Adesione del MOVIMENTO NONVIOLENTO alla manifestazione nazionale del 2 aprile

“L’Italia ripudia la guerra” impone la nostra Costituzione. E la ripudia non solo “come strumento di offesa alla libertà degli altri popoli”, ma anche come “mezzo di risoluzione delle controversie internazionali”.

Ma oggi per due volte viene calpestato l’art. 11. Facendo la guerra, come sta accadendo. Consentendo che ciò avvenga, attraverso la preparazione alla guerra come unico “mezzo” per “risolvere” le controversie.

La Costituzione si calpesta sia quando le armi sparano, sia quando si riempiono gli arsenali ignorando volutamente l’esistenza di “mezzi” alternativi, coerenti con il ripudio. Anzi, le armi sparano proprio perchè prima si è scelto di riempire gli arsenali e non si è preparato nessun altro “mezzo” di intervento.
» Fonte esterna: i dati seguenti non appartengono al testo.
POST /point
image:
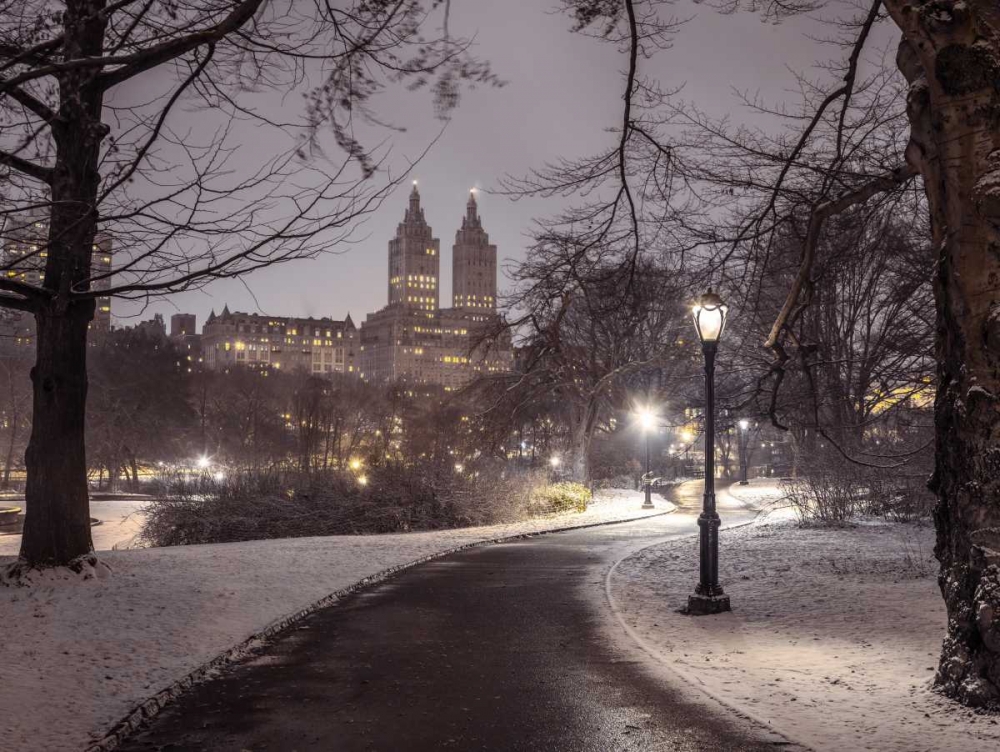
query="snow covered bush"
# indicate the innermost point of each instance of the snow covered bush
(385, 499)
(562, 497)
(834, 490)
Se nessuno sembra accorgersi di questo, ma si continua a strapparsi le vesti solo quando i cacciabombardieri partono, il movimento per la pace deve far sentire con vigore la propria voce.

Ma non basta la denuncia. Il movimento per la pace ha la responsabilità di indicare le due fondamentali alternative:

1. il disarmo, ossia svuotare gli arsenali, rinunciare al nucleare – civile e militare – superare l’esercito;

2. con le risorse risparmiate, costituire e preparare “mezzi” nonviolenti – cioè costituzionali – di “risoluzione delle controversie internazionali”.
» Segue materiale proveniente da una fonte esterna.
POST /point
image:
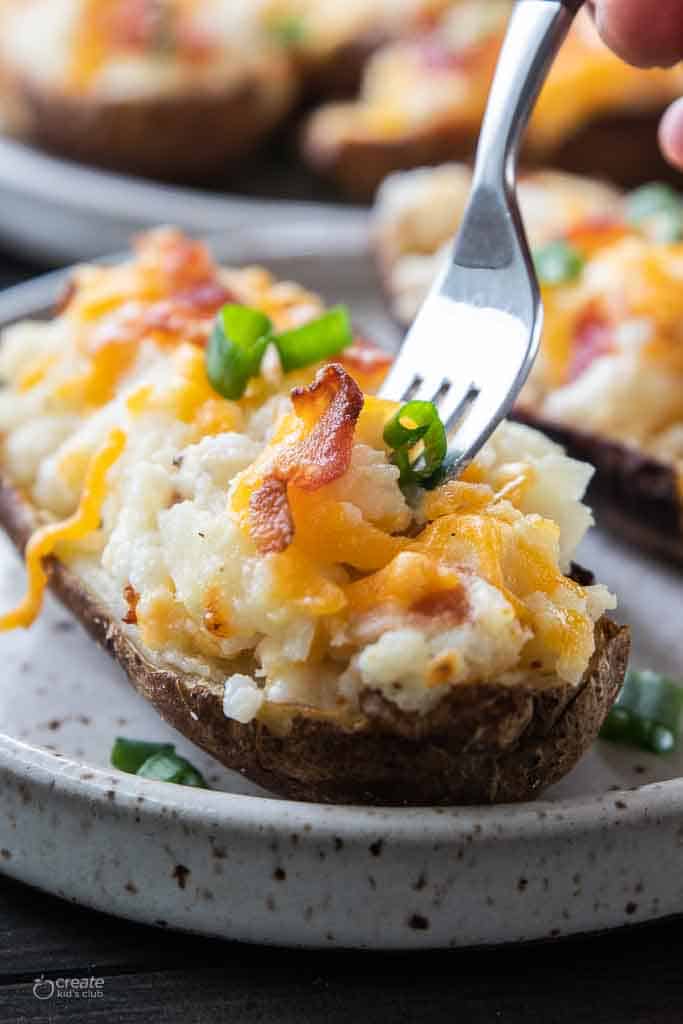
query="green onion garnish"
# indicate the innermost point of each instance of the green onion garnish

Ciò significa uscire dal paradigma arcaico “se vuoi la pace prepara la guerra” ed entrare finalmente nella civiltà fondata sul paradigma nuovo “se vuoi la pace prepara la pace”.
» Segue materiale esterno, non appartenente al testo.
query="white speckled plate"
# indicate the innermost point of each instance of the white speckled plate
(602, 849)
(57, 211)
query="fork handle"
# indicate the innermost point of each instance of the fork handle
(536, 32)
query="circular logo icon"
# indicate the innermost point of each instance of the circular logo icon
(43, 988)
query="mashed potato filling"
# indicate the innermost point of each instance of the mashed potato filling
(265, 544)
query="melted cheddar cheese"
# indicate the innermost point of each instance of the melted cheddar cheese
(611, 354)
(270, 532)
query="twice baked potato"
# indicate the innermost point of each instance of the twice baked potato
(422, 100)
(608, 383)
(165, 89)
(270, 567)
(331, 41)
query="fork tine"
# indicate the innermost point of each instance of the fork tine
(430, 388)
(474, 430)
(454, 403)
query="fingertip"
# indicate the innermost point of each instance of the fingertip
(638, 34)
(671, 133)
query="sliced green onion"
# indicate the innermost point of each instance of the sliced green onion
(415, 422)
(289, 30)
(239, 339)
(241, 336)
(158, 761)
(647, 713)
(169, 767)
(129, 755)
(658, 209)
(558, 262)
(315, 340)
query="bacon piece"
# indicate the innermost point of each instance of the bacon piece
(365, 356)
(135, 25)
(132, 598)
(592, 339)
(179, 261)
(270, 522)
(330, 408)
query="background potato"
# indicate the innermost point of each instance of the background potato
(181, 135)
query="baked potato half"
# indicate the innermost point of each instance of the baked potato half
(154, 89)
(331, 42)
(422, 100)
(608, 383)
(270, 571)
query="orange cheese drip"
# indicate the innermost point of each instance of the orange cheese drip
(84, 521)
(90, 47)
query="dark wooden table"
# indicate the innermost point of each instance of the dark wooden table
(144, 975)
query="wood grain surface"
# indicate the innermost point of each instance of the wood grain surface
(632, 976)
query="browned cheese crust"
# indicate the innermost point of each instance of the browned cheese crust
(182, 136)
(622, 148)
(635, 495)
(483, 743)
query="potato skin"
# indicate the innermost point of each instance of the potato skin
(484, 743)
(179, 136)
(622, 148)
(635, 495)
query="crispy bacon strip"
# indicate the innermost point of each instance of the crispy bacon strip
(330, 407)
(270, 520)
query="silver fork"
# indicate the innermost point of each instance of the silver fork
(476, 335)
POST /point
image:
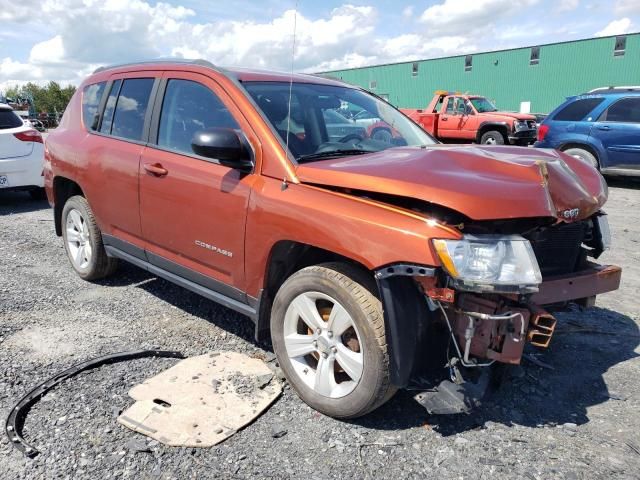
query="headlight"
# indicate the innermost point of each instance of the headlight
(493, 263)
(520, 125)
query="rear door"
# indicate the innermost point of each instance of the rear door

Il nostro Paese viene trascinato in una nuova ed ennesima guerra – pur in nome di una richiesta di intervento pervenuta dalle vittime di un dittatore. Un dittatore fino a ieri coccolato, ingrassato di armi e pagato per fare l’aguzzino dei migranti, per conto delle stesse potenze che oggi gli muovono contro.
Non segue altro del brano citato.